From mboxrd@z Thu Jan  1 00:00:00 1970
From: Stephen Hemminger <stephen-OTpzqLSitTUnbdJkjeBofR2eb7JE58TQ@public.gmane.org>
Subject: Re: [PATCH v2 6/7] rte_sched: eliminate floating point
 in	calculating byte clock
Date: Tue, 17 Feb 2015 11:05:00 -0500
Message-ID: <20150217110500.41ed8a18@uryu.home.lan>
References: <1423116841-19799-4-git-send-email-stephen@networkplumber.org>
 <1423116841-19799-6-git-send-email-stephen@networkplumber.org>
 <3EB4FA525960D640B5BDFFD6A3D8912632318070@IRSMSX108.ger.corp.intel.com>
Mime-Version: 1.0
Content-Type: text/plain; charset=US-ASCII
Content-Transfer-Encoding: 7bit
Cc: "dev-VfR2kkLFssw@public.gmane.org" <dev-VfR2kkLFssw@public.gmane.org>, Stephen Hemminger <shemming-43mecJUBy8ZBDgjK7y7TUQ@public.gmane.org>
To: "Dumitrescu, Cristian" <cristian.dumitrescu-ral2JQCrhuEAvxtiuMwx3w@public.gmane.org>
Return-path: <dev-bounces-VfR2kkLFssw@public.gmane.org>
In-Reply-To: <3EB4FA525960D640B5BDFFD6A3D8912632318070-kPTMFJFq+rEMvF1YICWikbfspsVTdybXVpNB7YpNyf8@public.gmane.org>
List-Id: patches and discussions about DPDK <dev.dpdk.org>
List-Unsubscribe: <http://dpdk.org/ml/options/dev>,
 <mailto:dev-request-VfR2kkLFssw@public.gmane.org?subject=unsubscribe>
List-Archive: <http://dpdk.org/ml/archives/dev/>
List-Post: <mailto:dev-VfR2kkLFssw@public.gmane.org>
List-Help: <mailto:dev-request-VfR2kkLFssw@public.gmane.org?subject=help>
List-Subscribe: <http://dpdk.org/ml/listinfo/dev>,
 <mailto:dev-request-VfR2kkLFssw@public.gmane.org?subject=subscribe>
Errors-To: dev-bounces-VfR2kkLFssw@public.gmane.org
Sender: "dev" <dev-bounces-VfR2kkLFssw@public.gmane.org>

On Mon, 16 Feb 2015 22:44:31 +0000
"Dumitrescu, Cristian" <cristian.dumitrescu-ral2JQCrhuEAvxtiuMwx3w@public.gmane.org> wrote:

> Hi Stephen,
> 
> Sorry, NACK.
> 
> 1. Overflow issue
> As you declare cycles_per_byte as uint32_t, for a CPU frequency of 2-3 GHz, the line of code below results in overflow:
> 	port->cycles_per_byte = (rte_get_tsc_hz() << RTE_SCHED_TIME_SHIFT) / params->rate;
> Therefore, there is most likely a significant accuracy loss, which might result in more packets allowed to go out than it should.
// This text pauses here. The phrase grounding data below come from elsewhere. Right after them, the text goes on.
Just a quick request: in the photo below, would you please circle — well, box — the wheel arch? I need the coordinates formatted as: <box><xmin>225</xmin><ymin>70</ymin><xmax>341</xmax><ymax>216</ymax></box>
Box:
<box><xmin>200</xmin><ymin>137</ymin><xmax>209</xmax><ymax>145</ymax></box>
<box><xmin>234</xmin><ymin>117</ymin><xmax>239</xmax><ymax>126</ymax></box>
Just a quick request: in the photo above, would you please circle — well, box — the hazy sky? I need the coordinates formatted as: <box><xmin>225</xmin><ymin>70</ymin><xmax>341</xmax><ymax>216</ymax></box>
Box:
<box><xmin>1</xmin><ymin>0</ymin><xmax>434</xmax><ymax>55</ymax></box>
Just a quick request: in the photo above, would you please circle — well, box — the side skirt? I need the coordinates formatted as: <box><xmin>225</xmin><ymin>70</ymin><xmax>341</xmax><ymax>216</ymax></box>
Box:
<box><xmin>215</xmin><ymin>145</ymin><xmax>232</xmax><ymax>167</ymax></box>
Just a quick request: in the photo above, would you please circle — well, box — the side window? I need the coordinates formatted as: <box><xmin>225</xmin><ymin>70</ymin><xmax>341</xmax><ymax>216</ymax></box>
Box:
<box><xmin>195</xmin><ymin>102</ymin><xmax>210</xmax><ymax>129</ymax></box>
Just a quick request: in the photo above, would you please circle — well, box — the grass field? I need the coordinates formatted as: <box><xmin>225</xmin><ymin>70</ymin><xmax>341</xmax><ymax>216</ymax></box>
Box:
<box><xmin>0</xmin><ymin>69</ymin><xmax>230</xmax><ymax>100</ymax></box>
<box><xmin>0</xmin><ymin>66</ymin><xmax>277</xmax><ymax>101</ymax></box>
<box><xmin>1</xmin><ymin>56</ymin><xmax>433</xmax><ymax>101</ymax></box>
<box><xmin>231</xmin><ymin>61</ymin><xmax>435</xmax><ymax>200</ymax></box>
The tsc shifted is still 64 bits.
and rate is 32 bits bytes/sec.

I chose scale such that
if clock = 3 Ghz
then min rate = 715 bytes/sec =  5722 bits/sec

> 2. Integer division has a higher cost than floating point division
> My understanding is we are considering a performance improvement by replacing the double precision floating point division in:
> 	double bytes_diff = ((double) cycles_diff) / port->cycles_per_byte;
> with an integer division:
> 	uint64_t bytes_diff = (cycles_diff << RTE_SCHED_TIME_SHIFT) / port->cycles_per_byte;
> I don't think this is going to have the claimed benefit, as acording to "Intel 64 and IA-32 Architectures Optimization  Reference Manual" (Appendix C), the latency of the integer division instruction is significantly bigger than the latency of integer division:
> 	Instruction FDIV double precision: latency = 38-40 cycles
> 	Instruction IDIV: latency = 56 - 80 cycles

I observed that performance when from 5Gbit/sec to 10Gbit/sec.
Mostly because the floating point engages more instruction units and does not
pipeline. Cycle count is not everything.  This was on Ivy Bridge processor.


> 3. Alternative
> I hear though your suggestion about replacing the floating point division with a more performant construction. One suggestion would be to replace it with an integer multiplication followed by a shift right, probably by using a uint64_t bytes_per_cycle_scaled_up (the inverse of cycles_per_bytes). I need to prototype this code myself. Would you be OK to look into providing an alternative implementation?
>

I looked into multiplative integer method, and will do it in future. But it has
more scaling issues since it would require that the values both be 32 bits.